Marrying well…

I am looking through my phonebook, paying particular attention to the names of my female friends. How many girlfriends of mine are actually with men who are their equals, if not superiors (in the most un-patronising sense of the word)??

It’s considered superficial, materialistic and almost unfashionable to date someone substantially older, more successful, who’s worked damn hard to earn his BMW and CEO position. Is it just me, or is it considered noble to fight for the underdog? (Read: support a struggling artiste because the sex is good and he makes you feel amazing?)

A past colleague has prompted me to thinking about this. She’s my age. (Is this a generational problem?) She financially supported her man and his mother, helping him set up his business whilst he lived rent-free under the roof that she worked hard to pay for, tile by tile. She did this all while working 9-5, wearing a suit and being a mother. After several years, she came home to find he’d removed all his possessions and wanted out of the relationship. Fine. So, after healing, she moved on to find the most incredible, loving, genuine man. He happens to be older, successful and a single parent himself. It has taken A LOT of getting used to for her that he wants to profess, provide and protect.

For a clutch of intelligent, attractive and dynamic women, why is it that we cut ourselves down to size before we even give a man an opportunity to? We don’t feel we have the right to ask to be provided for- we are Generation Y and we get what we want, when we want, with sprinkles on top, without needing a man to lay down his jacket over the puddle to get us there. Chivalry didn’t die- we killed it! I have friends who find it offensive to have the door opened for them, dinner dates paid for, and being called “lady”. We are horrified that other women may think we are shallow, but there are men who like to be gentlemen.

Case in point, my newly divorced male friend. Besides trying to get over the fact that his marriage ended, he feels thwarted by the whole dating circuit because he doesn’t know his “place”. He says that when he and his ex-wife were dating, he felt romantic and courteous for paying for dinner, movies and the odd bottle of perfume. Now every time he asks a woman out, they meet there instead of him picking her up, she pays half, and she tells him what to order and when they are next going to see each other.
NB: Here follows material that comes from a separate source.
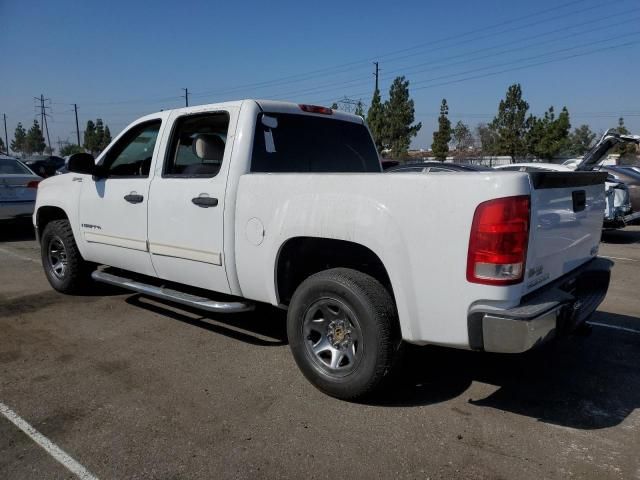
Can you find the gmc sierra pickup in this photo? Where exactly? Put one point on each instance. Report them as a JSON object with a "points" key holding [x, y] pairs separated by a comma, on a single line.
{"points": [[222, 206]]}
I reassure him that it’s probably because of his black hair and Dracula-esque hairline that women are scared he’s a deviant of some kind… but, times have changed since he got married, and I don’t have the heart to break it to him.

I think that all this female-lib, leather-wearing, ball-breaking that my generation has been flaunting all over the place is partly responsible for this lovely little new outbreak called “Commitment Phobia”. We rock up on the scene, boasting amazing threads, a shiny automobile, a street-savvy attitude, a job to match and a wallet teeming with notes compartmentalised from R200 to R20. Immediately we ask for nothing, instead proving our worth. And then we wait until our ovaries have fossilised to dare speak about monogamy and mortgages.

All we need to do to make a man feel superfluous is open our mouths. Oh, and the fact that its advertised everywhere in books, magazines and movies surely hasn’t done much to aid testosterone levels.

Women became more ballsy and men became metrosexuals 10 miles back.

Men say all the time that they don’t know what they are needed for anymore. I’m not about to put forward that we all become barefoot and pregnant in the kitchen, but I dare suggest accepting compliments, dinner and wearing our bras instead of burning them.